Ravi Gadasally: I go to LACES (Los Angeles Center for Enriched Studies). It is the best school in the LAUSD district, and probably one of the best in the country. I really have no bias.


Suraj Kulkarni : (laughs)

Ravi Gadasally: It’s a magnet school and quite selective. There is a standard application process to become a student. Those who have siblings or attend certain schools have higher chances of getting in. 

Suraj Kulkarni: Wow, that’s pretty cool! Are you studying at the same school that you previously attended as a middle school student? 

Ravi Gadasally:  Yes. LACES is a 6-12 school. It used to be 4-12, but now it's 6-12. 

Suraj Kulkarni: Although you are currently a freshman and it’s pretty difficult to answer this since we are in a pandemic, do you think that staying in the same school has made you more comfortable in interacting with others and being who you are?

Ravi Gadasally: Yeah of course! I’m already comfortable with many students, classmates, and teachers, especially because I know who they are. 

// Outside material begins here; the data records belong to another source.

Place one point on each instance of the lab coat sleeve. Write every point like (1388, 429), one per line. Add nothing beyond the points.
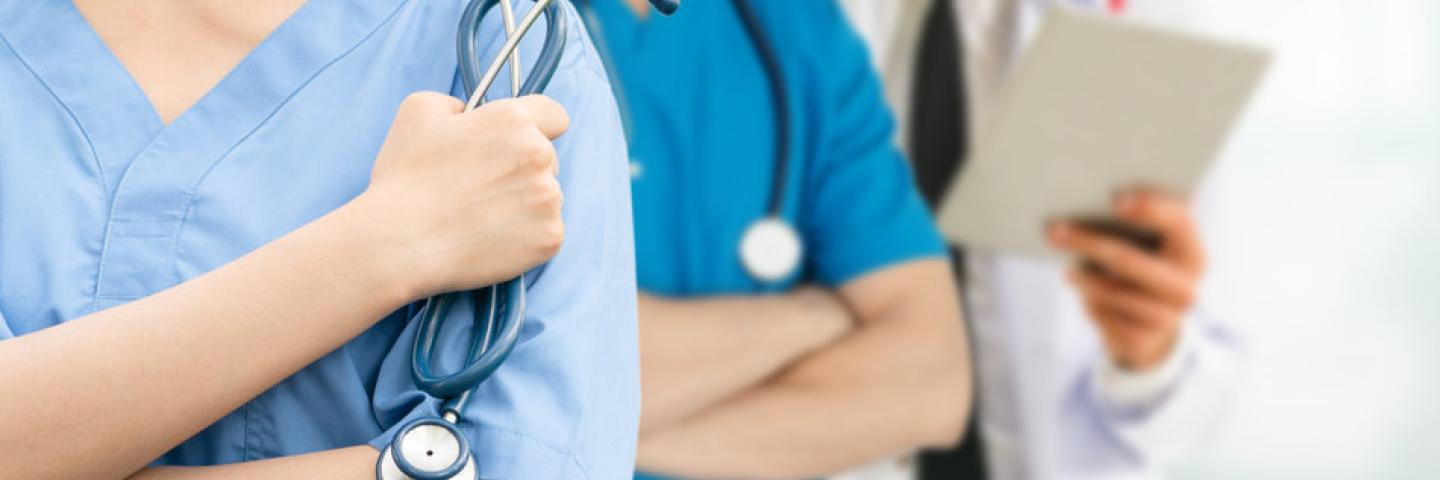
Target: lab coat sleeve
(1159, 415)
(860, 209)
(566, 401)
(5, 329)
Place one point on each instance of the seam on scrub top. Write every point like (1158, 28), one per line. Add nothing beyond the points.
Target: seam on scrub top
(68, 111)
(189, 199)
(575, 461)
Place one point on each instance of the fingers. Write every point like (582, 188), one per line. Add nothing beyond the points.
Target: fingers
(1167, 216)
(428, 105)
(1138, 333)
(537, 110)
(1128, 263)
(1122, 303)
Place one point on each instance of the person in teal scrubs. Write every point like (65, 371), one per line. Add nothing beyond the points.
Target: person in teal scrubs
(857, 356)
(215, 286)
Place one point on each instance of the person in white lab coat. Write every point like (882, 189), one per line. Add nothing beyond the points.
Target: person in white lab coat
(1070, 384)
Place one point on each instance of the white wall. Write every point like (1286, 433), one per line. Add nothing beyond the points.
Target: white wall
(1326, 242)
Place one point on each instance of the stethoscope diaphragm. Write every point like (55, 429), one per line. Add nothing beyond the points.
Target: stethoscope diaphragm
(771, 250)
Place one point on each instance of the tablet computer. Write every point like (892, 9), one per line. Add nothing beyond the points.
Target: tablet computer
(1095, 105)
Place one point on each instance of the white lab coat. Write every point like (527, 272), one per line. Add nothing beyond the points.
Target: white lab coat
(1051, 402)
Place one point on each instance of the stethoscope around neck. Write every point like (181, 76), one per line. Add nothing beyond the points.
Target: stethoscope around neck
(434, 449)
(771, 248)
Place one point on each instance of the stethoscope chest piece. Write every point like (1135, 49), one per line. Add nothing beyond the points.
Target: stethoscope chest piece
(771, 250)
(428, 450)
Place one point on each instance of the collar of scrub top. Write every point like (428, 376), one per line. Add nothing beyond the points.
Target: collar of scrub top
(771, 247)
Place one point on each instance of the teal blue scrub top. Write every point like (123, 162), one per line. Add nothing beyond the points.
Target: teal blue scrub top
(102, 203)
(703, 134)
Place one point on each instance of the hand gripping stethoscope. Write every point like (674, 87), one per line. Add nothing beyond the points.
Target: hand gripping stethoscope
(432, 449)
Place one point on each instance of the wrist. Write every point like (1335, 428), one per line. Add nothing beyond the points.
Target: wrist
(378, 251)
(821, 317)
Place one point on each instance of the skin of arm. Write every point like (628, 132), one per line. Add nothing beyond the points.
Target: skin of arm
(899, 381)
(699, 352)
(102, 395)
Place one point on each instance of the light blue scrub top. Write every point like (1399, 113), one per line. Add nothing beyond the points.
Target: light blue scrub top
(102, 203)
(704, 134)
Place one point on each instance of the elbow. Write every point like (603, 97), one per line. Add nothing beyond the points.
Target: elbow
(951, 398)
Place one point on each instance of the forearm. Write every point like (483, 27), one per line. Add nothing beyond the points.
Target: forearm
(343, 463)
(140, 378)
(899, 382)
(696, 353)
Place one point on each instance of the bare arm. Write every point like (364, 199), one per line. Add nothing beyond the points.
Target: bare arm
(102, 395)
(700, 352)
(899, 382)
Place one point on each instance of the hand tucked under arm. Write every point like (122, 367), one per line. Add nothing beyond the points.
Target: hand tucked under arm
(696, 353)
(144, 376)
(899, 382)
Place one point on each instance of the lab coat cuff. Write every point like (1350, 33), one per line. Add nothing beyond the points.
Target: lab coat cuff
(501, 453)
(1129, 392)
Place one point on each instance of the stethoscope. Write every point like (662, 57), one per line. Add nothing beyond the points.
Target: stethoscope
(771, 248)
(434, 449)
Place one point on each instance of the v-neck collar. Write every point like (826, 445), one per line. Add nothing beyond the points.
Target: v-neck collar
(118, 120)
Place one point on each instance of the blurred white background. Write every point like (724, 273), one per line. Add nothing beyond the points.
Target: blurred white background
(1326, 242)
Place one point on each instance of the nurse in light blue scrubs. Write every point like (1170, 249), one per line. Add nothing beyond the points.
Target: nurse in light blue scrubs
(854, 358)
(222, 289)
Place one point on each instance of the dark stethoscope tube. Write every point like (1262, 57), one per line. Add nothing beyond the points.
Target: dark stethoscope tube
(498, 310)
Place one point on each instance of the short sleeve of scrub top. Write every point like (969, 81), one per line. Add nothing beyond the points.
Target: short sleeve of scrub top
(703, 146)
(102, 203)
(864, 209)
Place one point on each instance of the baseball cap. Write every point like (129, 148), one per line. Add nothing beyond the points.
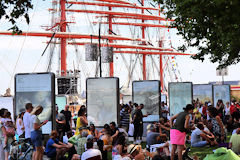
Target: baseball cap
(131, 148)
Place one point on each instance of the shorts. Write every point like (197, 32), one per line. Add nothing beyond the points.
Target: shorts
(199, 144)
(7, 148)
(52, 153)
(36, 138)
(177, 137)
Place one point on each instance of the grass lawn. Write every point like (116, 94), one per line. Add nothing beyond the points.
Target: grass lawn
(197, 151)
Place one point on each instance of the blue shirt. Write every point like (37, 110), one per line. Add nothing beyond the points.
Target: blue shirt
(49, 146)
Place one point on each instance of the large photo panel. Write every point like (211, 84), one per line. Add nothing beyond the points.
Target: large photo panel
(7, 102)
(180, 94)
(148, 93)
(221, 92)
(38, 89)
(102, 100)
(203, 93)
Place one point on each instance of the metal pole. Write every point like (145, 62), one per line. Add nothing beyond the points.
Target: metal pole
(99, 48)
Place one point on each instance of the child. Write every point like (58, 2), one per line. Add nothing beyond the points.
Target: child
(8, 124)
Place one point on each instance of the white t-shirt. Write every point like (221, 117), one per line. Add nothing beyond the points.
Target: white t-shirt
(26, 122)
(90, 153)
(195, 136)
(34, 119)
(19, 127)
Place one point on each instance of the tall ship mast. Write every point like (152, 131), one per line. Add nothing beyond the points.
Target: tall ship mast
(137, 33)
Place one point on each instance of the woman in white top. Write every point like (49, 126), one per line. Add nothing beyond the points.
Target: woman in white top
(19, 124)
(36, 132)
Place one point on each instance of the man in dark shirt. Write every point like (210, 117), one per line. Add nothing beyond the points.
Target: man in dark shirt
(68, 118)
(124, 117)
(114, 131)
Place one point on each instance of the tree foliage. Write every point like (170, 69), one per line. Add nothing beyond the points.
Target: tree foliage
(213, 26)
(13, 10)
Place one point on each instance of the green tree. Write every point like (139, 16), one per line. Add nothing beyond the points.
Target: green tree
(213, 26)
(13, 10)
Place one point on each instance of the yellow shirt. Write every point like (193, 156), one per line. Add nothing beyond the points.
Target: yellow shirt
(79, 125)
(235, 140)
(198, 115)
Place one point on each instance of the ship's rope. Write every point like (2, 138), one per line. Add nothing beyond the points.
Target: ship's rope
(21, 49)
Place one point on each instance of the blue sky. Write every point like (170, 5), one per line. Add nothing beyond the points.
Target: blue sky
(24, 53)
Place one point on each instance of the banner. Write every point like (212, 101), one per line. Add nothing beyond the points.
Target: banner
(102, 100)
(203, 92)
(180, 94)
(148, 93)
(38, 89)
(221, 92)
(7, 102)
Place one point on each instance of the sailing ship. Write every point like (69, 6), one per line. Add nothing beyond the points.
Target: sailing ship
(136, 33)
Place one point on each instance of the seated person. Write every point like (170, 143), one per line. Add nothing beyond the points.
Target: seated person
(198, 133)
(136, 152)
(81, 142)
(152, 136)
(163, 127)
(90, 153)
(54, 147)
(234, 142)
(114, 131)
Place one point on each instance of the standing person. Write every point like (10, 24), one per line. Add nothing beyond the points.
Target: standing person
(94, 131)
(60, 125)
(220, 108)
(26, 121)
(124, 117)
(114, 131)
(179, 129)
(2, 132)
(164, 110)
(81, 120)
(68, 118)
(55, 148)
(10, 129)
(234, 142)
(138, 122)
(217, 127)
(19, 124)
(227, 112)
(36, 132)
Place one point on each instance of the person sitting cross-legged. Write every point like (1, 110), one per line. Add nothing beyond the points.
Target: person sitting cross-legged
(89, 154)
(200, 138)
(54, 147)
(234, 143)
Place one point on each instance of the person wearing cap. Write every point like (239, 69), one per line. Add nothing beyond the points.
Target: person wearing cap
(36, 132)
(152, 136)
(19, 124)
(55, 148)
(179, 129)
(90, 152)
(136, 152)
(81, 142)
(26, 120)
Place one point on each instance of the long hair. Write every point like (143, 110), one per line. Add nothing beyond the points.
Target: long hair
(34, 111)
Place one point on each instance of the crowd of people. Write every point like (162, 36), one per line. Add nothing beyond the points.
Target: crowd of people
(199, 125)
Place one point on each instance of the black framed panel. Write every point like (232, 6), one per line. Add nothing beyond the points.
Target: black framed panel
(38, 89)
(102, 100)
(148, 93)
(221, 92)
(203, 92)
(180, 94)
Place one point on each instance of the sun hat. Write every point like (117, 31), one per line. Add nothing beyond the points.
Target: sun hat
(150, 127)
(35, 109)
(90, 137)
(131, 148)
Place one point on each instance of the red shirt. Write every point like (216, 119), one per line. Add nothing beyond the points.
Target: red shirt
(233, 109)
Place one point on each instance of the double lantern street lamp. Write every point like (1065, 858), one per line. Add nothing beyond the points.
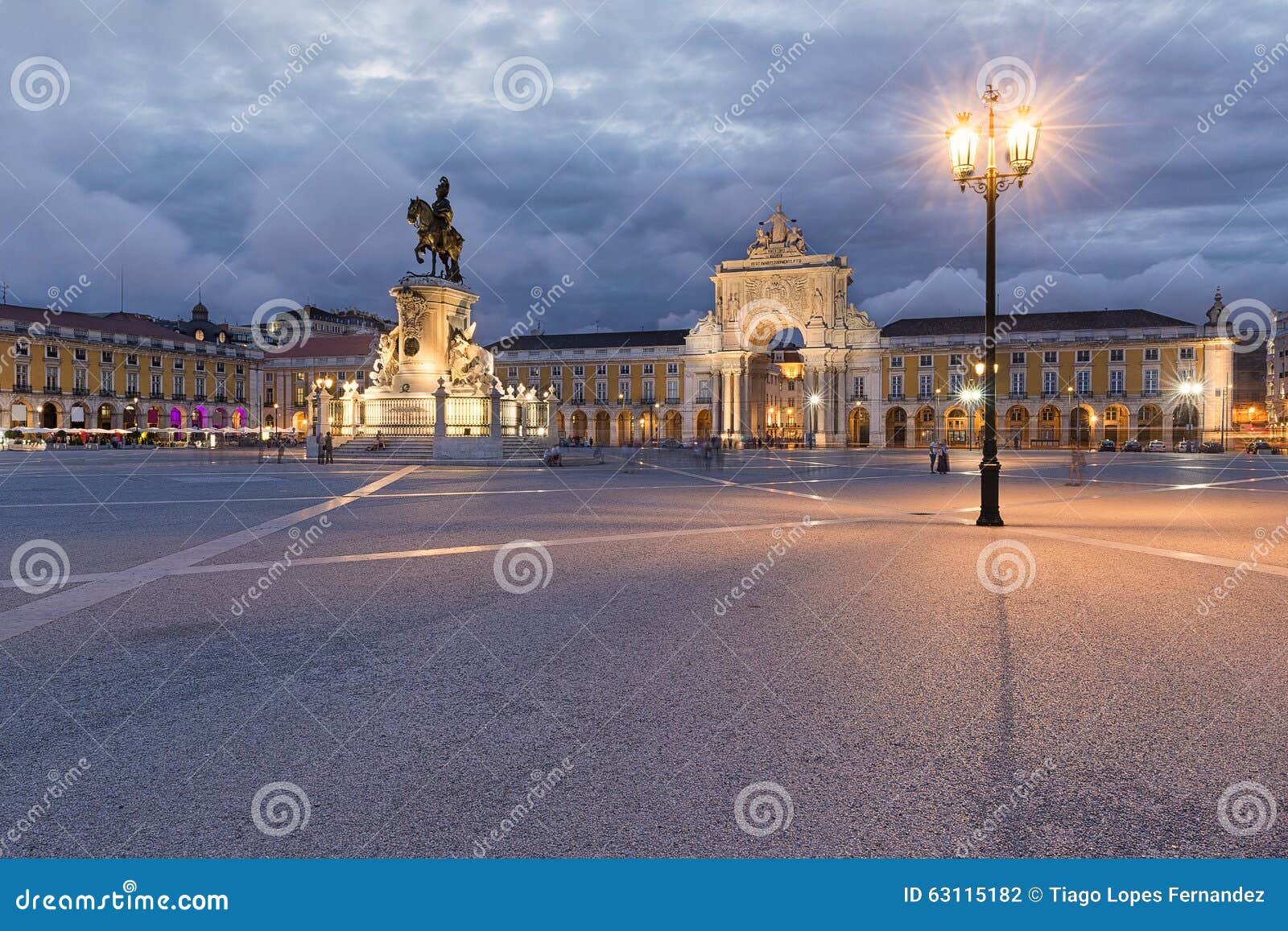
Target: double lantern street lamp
(1022, 143)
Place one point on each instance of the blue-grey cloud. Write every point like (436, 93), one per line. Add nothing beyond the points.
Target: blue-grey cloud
(268, 151)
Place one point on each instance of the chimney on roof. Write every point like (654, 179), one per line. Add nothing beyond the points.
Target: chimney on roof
(1217, 307)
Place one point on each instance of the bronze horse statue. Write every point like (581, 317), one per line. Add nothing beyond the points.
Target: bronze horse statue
(437, 235)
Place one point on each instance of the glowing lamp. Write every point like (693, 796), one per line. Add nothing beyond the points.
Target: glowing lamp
(1022, 141)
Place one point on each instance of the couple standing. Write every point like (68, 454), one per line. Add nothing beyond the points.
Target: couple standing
(938, 457)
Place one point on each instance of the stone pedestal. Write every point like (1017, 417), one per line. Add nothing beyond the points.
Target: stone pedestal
(428, 311)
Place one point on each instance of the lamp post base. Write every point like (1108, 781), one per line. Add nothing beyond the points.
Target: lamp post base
(989, 514)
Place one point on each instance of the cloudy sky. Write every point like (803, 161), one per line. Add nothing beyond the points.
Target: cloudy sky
(601, 141)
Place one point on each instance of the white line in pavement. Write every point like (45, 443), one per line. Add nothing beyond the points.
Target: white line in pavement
(71, 600)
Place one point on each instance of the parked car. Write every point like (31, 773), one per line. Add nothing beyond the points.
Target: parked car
(1260, 446)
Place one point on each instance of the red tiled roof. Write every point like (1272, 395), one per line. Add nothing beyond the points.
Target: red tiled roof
(114, 323)
(357, 344)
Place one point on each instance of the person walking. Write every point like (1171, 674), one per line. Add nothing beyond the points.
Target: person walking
(1075, 463)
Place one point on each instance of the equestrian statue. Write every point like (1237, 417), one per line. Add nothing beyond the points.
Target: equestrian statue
(438, 236)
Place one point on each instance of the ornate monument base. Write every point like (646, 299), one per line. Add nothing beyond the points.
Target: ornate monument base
(431, 380)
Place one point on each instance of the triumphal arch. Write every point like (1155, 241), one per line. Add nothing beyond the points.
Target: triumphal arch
(781, 287)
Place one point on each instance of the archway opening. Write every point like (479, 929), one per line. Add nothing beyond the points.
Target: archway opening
(861, 426)
(897, 426)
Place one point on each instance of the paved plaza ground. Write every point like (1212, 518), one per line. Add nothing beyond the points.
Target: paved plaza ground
(818, 620)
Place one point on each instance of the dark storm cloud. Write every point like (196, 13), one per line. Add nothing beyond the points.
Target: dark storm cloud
(667, 132)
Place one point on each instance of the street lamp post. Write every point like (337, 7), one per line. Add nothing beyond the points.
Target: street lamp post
(1022, 148)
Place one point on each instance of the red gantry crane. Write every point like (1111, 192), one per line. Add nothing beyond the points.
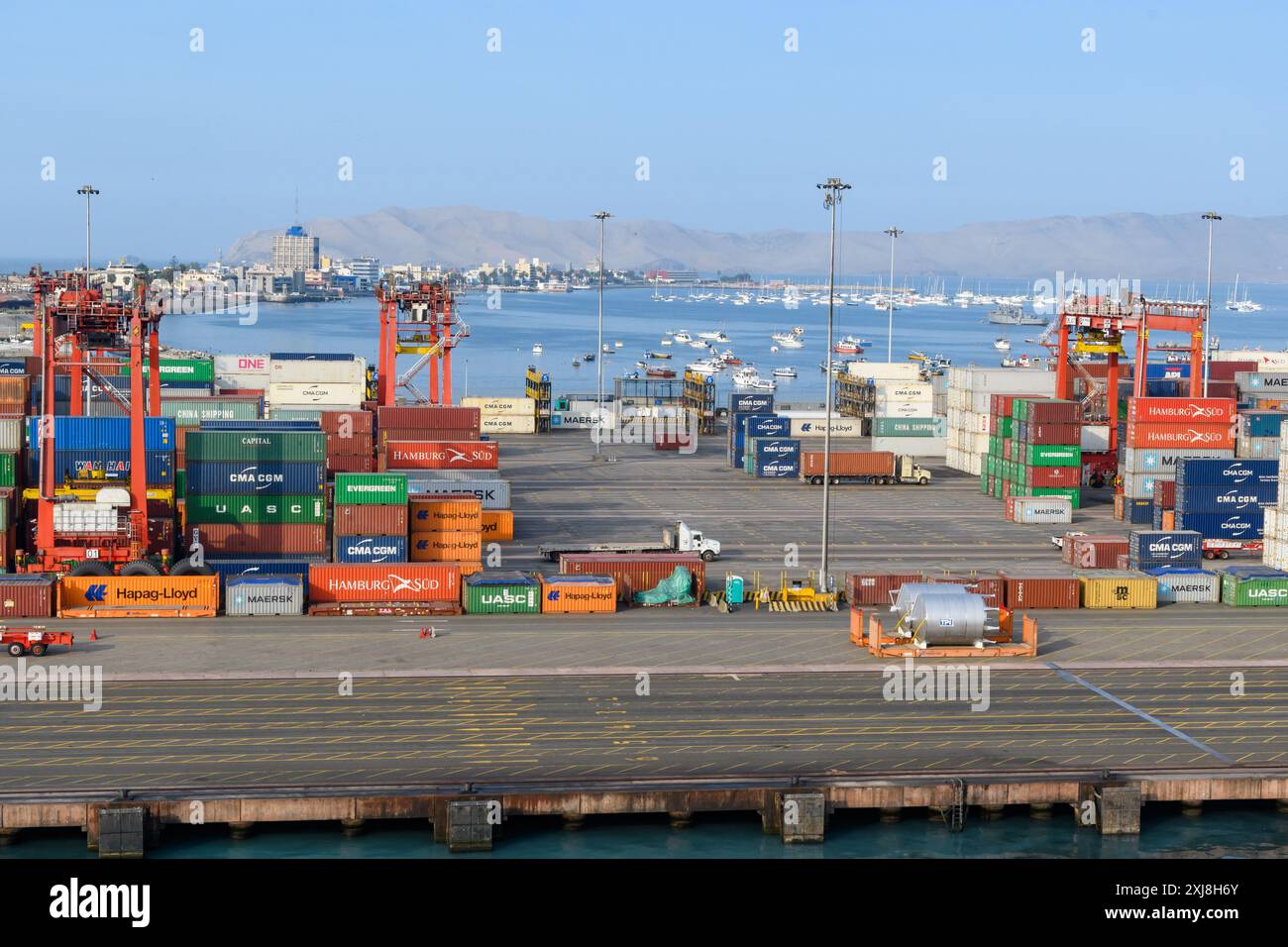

Suraj Kulkarni: Are you aware if ethnic associations at your school are accepting to students that are biracial? A lot of people say that biracial students have harder times fitting into one specific group or ethnicity based association because they check more than one box.

Ravi Gadasally: Thankfully, that’s not the case in my school. Anybody can join any club that they want. That should definitely be how clubs work. Club leaders that are not willing to accept students that fall outside their own desired box shouldn’t really hold their positions as club leaders. 

Suraj Kulkarni: What do you think are some possible solutions to help ethnicity-based associations at schools become more accepting of others who don’t particularly belong to that specific ethnicity? Do you think there are any?

Ravi Gadasally: Yeah, I think there are. Preventing club leaders from discriminating against people of a certain demographic when accepting students should definitely be a rule in schools. If someone wants to join, then they definitely should be able to. It’s really sad when clubs discriminate against students, and it shouldn’t be like that. Discrimination is discrimination.

Suraj Kulkarni: Is it true that you have a vision for an Asian Students Association at LACES in the future? I know that LACES doesn’t have an association that encompasses all asian ethnicities. 

Ravi Gadasally: LACES has a Korean Culture Club as well as smaller Japanese and Filipino associations, but that’s about it. We don’t really have other Asian student associations or anything like that. I have not created any plans for an Asian student association.

Suraj Kulkarni: I honestly have not known that many biracial students, so learning more about your own experiences has definitely broadened my understanding. If you need any help with creating an Asian Student Association, let me know! I personally think that it’s a great idea.

Suraj Kulkarni: Is there anything else you would like to mention that you weren’t able to earlier in this interview?

Ravi Gadasally: No, that’s pretty much it.